Когда мать ушла, дети тотчас зажгли свет. Слишком рано зажгли, потому что день еще не кончился. Но в комнате становилось темновато. Окна, затянутые туманной пеленой, стали серыми. Еще не синими, как бывает в густых сумерках, а серого, будничного, полудневного цвета, который немедля пасует перед электричеством, даже перед малосвечовой лампочкой на длинном шнуре, которую дети перекинули через низкую перегородку на кухню, потому что прозябший Павел решил сразу же прилечь. Было тихо, уютно; можно было молча лежать часами в горячем, сухом жаре протопленной печи и следить, как изменяются окна: серое становилось сизым, сизое — лазоревым, лазоревое — ярко-синим, а ярко-синее — черным. «Здравствуй, еще одна ночь», — подумал Павел, закрывая глаза.

Когда он их открыл, дети спали, но матери уже не было. Предутренний свет клубился за стеклами. Павел быстро оделся, выпил на кухне стакан молока с ломтем отрезанного ему пахучего тминного хлеба и вышел на улицу.

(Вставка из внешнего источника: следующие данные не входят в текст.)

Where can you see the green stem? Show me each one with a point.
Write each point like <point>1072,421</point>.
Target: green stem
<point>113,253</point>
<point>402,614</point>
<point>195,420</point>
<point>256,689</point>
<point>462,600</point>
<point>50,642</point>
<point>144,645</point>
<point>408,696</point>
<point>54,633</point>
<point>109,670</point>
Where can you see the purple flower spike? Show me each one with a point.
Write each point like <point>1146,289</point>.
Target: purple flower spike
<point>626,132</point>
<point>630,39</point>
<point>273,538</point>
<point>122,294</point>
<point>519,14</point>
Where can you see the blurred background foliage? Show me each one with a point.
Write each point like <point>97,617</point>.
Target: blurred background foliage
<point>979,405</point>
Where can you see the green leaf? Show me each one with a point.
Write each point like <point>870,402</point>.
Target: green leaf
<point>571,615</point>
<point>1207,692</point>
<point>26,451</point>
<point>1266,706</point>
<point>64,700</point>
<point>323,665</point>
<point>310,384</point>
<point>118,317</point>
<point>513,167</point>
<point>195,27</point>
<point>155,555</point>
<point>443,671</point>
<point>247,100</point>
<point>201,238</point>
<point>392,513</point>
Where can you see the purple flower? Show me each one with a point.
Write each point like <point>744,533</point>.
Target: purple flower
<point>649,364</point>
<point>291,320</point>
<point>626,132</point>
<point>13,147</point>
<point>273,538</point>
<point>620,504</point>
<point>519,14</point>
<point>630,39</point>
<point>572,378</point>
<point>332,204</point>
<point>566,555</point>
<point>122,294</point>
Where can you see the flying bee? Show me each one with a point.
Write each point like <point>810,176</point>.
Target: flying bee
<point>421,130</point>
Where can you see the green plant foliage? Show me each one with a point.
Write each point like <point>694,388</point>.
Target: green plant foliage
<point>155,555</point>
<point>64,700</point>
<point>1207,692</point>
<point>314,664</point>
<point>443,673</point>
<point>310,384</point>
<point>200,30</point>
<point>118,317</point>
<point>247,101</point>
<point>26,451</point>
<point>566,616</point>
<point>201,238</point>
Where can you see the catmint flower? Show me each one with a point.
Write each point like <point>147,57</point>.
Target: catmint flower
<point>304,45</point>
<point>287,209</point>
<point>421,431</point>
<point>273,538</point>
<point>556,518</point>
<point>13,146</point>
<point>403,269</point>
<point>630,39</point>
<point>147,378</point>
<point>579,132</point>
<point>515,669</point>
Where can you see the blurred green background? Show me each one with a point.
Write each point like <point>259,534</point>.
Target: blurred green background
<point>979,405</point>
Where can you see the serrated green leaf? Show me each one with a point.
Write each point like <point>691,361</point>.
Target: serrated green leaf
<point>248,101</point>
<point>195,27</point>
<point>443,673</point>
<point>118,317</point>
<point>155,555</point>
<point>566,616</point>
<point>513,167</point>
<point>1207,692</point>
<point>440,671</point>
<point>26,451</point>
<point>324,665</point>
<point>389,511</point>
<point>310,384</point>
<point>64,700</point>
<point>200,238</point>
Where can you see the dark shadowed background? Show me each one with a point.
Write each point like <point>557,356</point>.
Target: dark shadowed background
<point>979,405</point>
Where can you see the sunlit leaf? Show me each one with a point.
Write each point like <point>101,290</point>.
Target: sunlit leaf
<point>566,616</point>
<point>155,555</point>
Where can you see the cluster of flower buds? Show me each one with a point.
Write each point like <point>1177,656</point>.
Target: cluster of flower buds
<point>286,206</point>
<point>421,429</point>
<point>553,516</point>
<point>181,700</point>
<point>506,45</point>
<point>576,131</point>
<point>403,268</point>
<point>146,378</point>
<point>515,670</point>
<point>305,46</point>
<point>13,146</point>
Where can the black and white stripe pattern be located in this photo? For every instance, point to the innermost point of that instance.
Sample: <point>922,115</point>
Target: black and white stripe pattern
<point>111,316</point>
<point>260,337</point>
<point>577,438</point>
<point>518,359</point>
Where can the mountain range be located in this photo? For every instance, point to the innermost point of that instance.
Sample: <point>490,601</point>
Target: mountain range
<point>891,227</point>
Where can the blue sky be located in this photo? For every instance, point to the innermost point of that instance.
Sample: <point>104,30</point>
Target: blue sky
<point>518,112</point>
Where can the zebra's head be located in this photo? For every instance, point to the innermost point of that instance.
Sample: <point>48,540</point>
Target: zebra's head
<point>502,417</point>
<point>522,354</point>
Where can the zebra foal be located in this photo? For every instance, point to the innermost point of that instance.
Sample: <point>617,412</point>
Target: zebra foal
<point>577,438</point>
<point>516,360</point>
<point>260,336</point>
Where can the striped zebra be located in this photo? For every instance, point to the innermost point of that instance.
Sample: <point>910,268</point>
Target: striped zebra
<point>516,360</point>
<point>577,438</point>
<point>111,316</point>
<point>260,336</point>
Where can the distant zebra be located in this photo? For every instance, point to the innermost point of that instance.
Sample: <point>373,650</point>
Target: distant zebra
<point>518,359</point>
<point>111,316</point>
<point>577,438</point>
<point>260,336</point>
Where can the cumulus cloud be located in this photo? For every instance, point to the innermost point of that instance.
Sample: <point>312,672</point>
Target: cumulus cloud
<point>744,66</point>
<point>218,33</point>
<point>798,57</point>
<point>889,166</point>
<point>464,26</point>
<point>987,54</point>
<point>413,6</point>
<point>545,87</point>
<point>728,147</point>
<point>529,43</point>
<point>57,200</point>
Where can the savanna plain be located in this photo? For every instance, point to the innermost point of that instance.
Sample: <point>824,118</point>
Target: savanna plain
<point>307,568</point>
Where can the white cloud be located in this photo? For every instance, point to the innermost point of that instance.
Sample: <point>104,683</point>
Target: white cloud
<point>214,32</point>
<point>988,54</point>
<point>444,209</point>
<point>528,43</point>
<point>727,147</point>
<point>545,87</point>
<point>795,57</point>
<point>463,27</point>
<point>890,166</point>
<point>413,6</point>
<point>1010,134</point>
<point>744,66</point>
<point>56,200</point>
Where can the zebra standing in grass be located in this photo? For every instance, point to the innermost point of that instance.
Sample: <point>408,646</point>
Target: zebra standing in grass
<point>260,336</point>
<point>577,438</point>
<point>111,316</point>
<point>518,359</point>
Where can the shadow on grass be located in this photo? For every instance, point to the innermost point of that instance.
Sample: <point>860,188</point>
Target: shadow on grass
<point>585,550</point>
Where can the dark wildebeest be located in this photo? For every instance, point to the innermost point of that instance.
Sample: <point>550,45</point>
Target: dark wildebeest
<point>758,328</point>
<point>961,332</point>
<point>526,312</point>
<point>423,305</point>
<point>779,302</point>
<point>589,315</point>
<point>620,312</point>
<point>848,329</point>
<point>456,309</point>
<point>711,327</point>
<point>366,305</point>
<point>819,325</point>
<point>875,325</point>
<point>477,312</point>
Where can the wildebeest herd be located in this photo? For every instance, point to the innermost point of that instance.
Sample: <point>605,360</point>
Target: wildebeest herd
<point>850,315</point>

Угрюмая заря костром разгоралась за черными деревьями под надвинутым козырьком тучи. А второй край неба был еще освещен ущербной луной. Она стояла в зеленоватом морозном кругу по-ночному спокойная и яркая. Но отовсюду уже несся птичий грай. Птиц не было видно, хотя все пространство свиристело ими. Павел стал присматриваться в утренней полутьме и увидел, что они, как по побудке, слетались за верхушки голых деревьев, и ветви словно обрастали черными листьями. Так они собрались все на одно дерево, птичье, и примолкли там ненадолго. А петухи как начали свой крик затемно, так и пели до тех пор, пока лиловая туча на восходе не излиняла, а заря широко не растеклась вокруг, хотя солнце все еще не вставало. И вдруг — что стало делаться на небе! Весь восток покрылся рваными алыми лоскутами. Сквозь стропила непокрытой крыши завиднелся пожар солнца. Еще не оно само, а его первые лучи. Свет этот был не ровный, а точно повисли клочки красного сарафана. В торжественный момент, когда птицы смолкли, солнце краешком осветило выпуклую землю. Верхушки берез с грачиными гнездами и беленые трубы на избах начали свое путешествие по дневному свету. А огонь в широком зеве русской печи, которая была видна в оконце ближайшей избы, вдруг потерял краски и плясал мутными, слабыми языками.

Низкое утреннее солнце имеет оттенки, которых нет у заката; утренняя заря не повторяет вечернюю. Как бы пасмурно ни начиналось утро, какие бы зловещие багровые тона ни цедили плотные тучи спервоначала — утренняя заря ведет ко дню, а не к ночи! Ее свет становится золотым и, поднимаясь выше, белым.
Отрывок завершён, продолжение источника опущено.